When Jonny Rocket proposed to his girlfriend, Charity, he
wore lederhosen. It was SHECtoberfest 2004, a non-alcoholic counterpart
to the beer-centric Oktoberfest, and 700 people milled around the
gymnasium of Missoula’s South Hills Evangelical Church (SHEC)
as Jonny dropped to one knee.
Charity, herself wearing a dirndl and pigtails, said yes.
“I just nodded like a big geek,” she said later.
The engagement wasn’t the only milestone in Charity and Jonny’s
relationship
to take place at SHEC. They met there, too.
Charity is not alone in meeting her partner at Missoula’s biggest church.

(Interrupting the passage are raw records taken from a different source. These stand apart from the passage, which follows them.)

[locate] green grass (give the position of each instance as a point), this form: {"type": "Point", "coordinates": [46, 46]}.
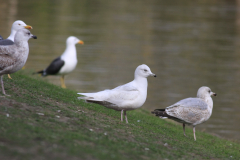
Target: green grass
{"type": "Point", "coordinates": [27, 135]}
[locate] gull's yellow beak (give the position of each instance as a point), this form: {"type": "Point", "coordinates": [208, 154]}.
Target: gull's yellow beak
{"type": "Point", "coordinates": [28, 27]}
{"type": "Point", "coordinates": [80, 42]}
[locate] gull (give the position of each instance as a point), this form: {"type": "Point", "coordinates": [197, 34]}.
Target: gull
{"type": "Point", "coordinates": [13, 57]}
{"type": "Point", "coordinates": [191, 111]}
{"type": "Point", "coordinates": [15, 27]}
{"type": "Point", "coordinates": [126, 97]}
{"type": "Point", "coordinates": [64, 64]}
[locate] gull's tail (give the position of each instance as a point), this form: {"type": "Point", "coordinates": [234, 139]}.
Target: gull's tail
{"type": "Point", "coordinates": [160, 113]}
{"type": "Point", "coordinates": [42, 72]}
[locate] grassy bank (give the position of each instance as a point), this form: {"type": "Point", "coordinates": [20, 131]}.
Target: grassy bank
{"type": "Point", "coordinates": [43, 121]}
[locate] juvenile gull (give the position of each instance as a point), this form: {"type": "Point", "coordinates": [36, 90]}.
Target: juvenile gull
{"type": "Point", "coordinates": [15, 27]}
{"type": "Point", "coordinates": [64, 64]}
{"type": "Point", "coordinates": [191, 111]}
{"type": "Point", "coordinates": [13, 57]}
{"type": "Point", "coordinates": [129, 96]}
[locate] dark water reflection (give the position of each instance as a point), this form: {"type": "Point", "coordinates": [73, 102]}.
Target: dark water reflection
{"type": "Point", "coordinates": [188, 44]}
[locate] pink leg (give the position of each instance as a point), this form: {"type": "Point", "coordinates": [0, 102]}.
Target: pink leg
{"type": "Point", "coordinates": [184, 129]}
{"type": "Point", "coordinates": [194, 133]}
{"type": "Point", "coordinates": [2, 85]}
{"type": "Point", "coordinates": [121, 115]}
{"type": "Point", "coordinates": [125, 114]}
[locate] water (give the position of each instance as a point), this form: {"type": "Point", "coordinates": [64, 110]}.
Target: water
{"type": "Point", "coordinates": [188, 44]}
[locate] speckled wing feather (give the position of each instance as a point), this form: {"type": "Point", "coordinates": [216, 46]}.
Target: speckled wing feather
{"type": "Point", "coordinates": [6, 58]}
{"type": "Point", "coordinates": [190, 110]}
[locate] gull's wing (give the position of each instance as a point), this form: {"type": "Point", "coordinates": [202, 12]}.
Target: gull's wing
{"type": "Point", "coordinates": [6, 42]}
{"type": "Point", "coordinates": [189, 110]}
{"type": "Point", "coordinates": [117, 96]}
{"type": "Point", "coordinates": [55, 66]}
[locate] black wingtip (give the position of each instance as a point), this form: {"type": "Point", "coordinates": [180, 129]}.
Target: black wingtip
{"type": "Point", "coordinates": [34, 37]}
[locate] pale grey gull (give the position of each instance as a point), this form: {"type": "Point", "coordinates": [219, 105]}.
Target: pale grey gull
{"type": "Point", "coordinates": [64, 64]}
{"type": "Point", "coordinates": [15, 27]}
{"type": "Point", "coordinates": [13, 57]}
{"type": "Point", "coordinates": [126, 97]}
{"type": "Point", "coordinates": [191, 111]}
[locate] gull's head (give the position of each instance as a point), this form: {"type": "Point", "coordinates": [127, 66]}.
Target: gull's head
{"type": "Point", "coordinates": [23, 35]}
{"type": "Point", "coordinates": [73, 40]}
{"type": "Point", "coordinates": [204, 92]}
{"type": "Point", "coordinates": [144, 71]}
{"type": "Point", "coordinates": [20, 25]}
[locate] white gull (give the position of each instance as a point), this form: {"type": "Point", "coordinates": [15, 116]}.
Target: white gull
{"type": "Point", "coordinates": [66, 63]}
{"type": "Point", "coordinates": [126, 97]}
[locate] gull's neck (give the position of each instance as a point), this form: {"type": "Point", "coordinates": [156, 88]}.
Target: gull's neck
{"type": "Point", "coordinates": [209, 101]}
{"type": "Point", "coordinates": [141, 82]}
{"type": "Point", "coordinates": [70, 52]}
{"type": "Point", "coordinates": [11, 37]}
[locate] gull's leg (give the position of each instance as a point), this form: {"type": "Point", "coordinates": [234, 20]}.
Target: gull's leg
{"type": "Point", "coordinates": [2, 85]}
{"type": "Point", "coordinates": [63, 82]}
{"type": "Point", "coordinates": [121, 115]}
{"type": "Point", "coordinates": [9, 76]}
{"type": "Point", "coordinates": [194, 133]}
{"type": "Point", "coordinates": [184, 129]}
{"type": "Point", "coordinates": [125, 114]}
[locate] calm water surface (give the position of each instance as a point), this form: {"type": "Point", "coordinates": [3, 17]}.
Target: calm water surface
{"type": "Point", "coordinates": [187, 44]}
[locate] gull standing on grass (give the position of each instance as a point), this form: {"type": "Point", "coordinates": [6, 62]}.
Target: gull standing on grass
{"type": "Point", "coordinates": [15, 27]}
{"type": "Point", "coordinates": [13, 57]}
{"type": "Point", "coordinates": [64, 64]}
{"type": "Point", "coordinates": [191, 111]}
{"type": "Point", "coordinates": [129, 96]}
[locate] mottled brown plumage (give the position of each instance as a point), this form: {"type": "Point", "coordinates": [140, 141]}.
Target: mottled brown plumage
{"type": "Point", "coordinates": [13, 57]}
{"type": "Point", "coordinates": [191, 111]}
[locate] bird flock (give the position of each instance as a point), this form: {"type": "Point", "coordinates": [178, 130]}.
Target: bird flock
{"type": "Point", "coordinates": [191, 111]}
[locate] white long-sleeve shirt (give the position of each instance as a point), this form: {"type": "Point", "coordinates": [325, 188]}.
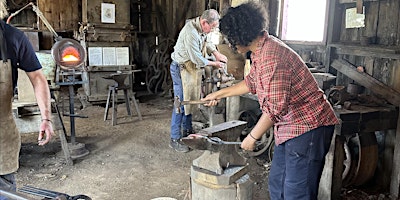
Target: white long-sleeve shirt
{"type": "Point", "coordinates": [190, 43]}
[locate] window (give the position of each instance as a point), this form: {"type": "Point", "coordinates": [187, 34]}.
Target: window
{"type": "Point", "coordinates": [303, 20]}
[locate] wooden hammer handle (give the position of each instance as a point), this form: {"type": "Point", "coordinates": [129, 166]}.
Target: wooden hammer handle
{"type": "Point", "coordinates": [193, 102]}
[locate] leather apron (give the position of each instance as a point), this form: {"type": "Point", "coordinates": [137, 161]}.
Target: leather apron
{"type": "Point", "coordinates": [10, 140]}
{"type": "Point", "coordinates": [191, 83]}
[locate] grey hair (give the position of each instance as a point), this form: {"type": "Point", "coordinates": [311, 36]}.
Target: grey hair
{"type": "Point", "coordinates": [3, 9]}
{"type": "Point", "coordinates": [210, 15]}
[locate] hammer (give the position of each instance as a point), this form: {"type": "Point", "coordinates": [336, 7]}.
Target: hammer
{"type": "Point", "coordinates": [178, 103]}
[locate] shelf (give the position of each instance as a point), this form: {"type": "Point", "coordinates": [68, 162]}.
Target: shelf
{"type": "Point", "coordinates": [367, 51]}
{"type": "Point", "coordinates": [353, 1]}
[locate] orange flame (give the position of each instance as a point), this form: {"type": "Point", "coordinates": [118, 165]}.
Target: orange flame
{"type": "Point", "coordinates": [70, 54]}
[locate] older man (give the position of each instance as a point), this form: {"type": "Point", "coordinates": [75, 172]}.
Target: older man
{"type": "Point", "coordinates": [17, 52]}
{"type": "Point", "coordinates": [190, 50]}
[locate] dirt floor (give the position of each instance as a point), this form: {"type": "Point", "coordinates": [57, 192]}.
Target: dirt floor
{"type": "Point", "coordinates": [131, 160]}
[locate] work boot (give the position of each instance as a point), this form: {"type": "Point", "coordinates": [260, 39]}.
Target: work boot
{"type": "Point", "coordinates": [185, 133]}
{"type": "Point", "coordinates": [177, 146]}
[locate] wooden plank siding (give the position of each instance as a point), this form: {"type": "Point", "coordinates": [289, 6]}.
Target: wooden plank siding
{"type": "Point", "coordinates": [63, 15]}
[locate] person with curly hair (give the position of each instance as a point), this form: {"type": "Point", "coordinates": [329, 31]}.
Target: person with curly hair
{"type": "Point", "coordinates": [290, 101]}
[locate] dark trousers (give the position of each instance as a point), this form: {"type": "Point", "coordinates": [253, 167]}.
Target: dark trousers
{"type": "Point", "coordinates": [7, 183]}
{"type": "Point", "coordinates": [297, 165]}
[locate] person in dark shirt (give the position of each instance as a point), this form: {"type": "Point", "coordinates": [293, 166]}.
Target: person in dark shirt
{"type": "Point", "coordinates": [17, 52]}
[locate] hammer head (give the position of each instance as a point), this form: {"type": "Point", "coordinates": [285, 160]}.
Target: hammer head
{"type": "Point", "coordinates": [177, 104]}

In fact, she’s not even the only one in her family. Her younger
sister Emily Bourassa, 19, met her husband Cody Smith at Holy Grounds,
the coffee
shop that serves lattes to churchgoers before the service begins. They
plan to marry
in May 2007.
“God’s at the center of who we are together. It’s pretty awesome,” said
Emily.
Meeting a partner at church is an old story. But as churches continue
to swell with larger congregations and provide more and more services
to parishioners
besides preaching, the opportunity exists for more and more relationships
will
be born within the church walls.
Those walls are getting larger, according to a study by the Hartford
Institute of Religious Research. In the five years between 2000 and
2005, the number
of churches with a weekly attendance of over 2,000 people doubled to
over 1200 nationwide.
Associate pastor John Lumen estimates about 1,600 people typically
attend one of SHEC’s three weekend services. That’s short
of the “megachurch” label
(according to HIRR), but those numbers make SHEC the largest
religious institution in Missoula and the third largest in the state.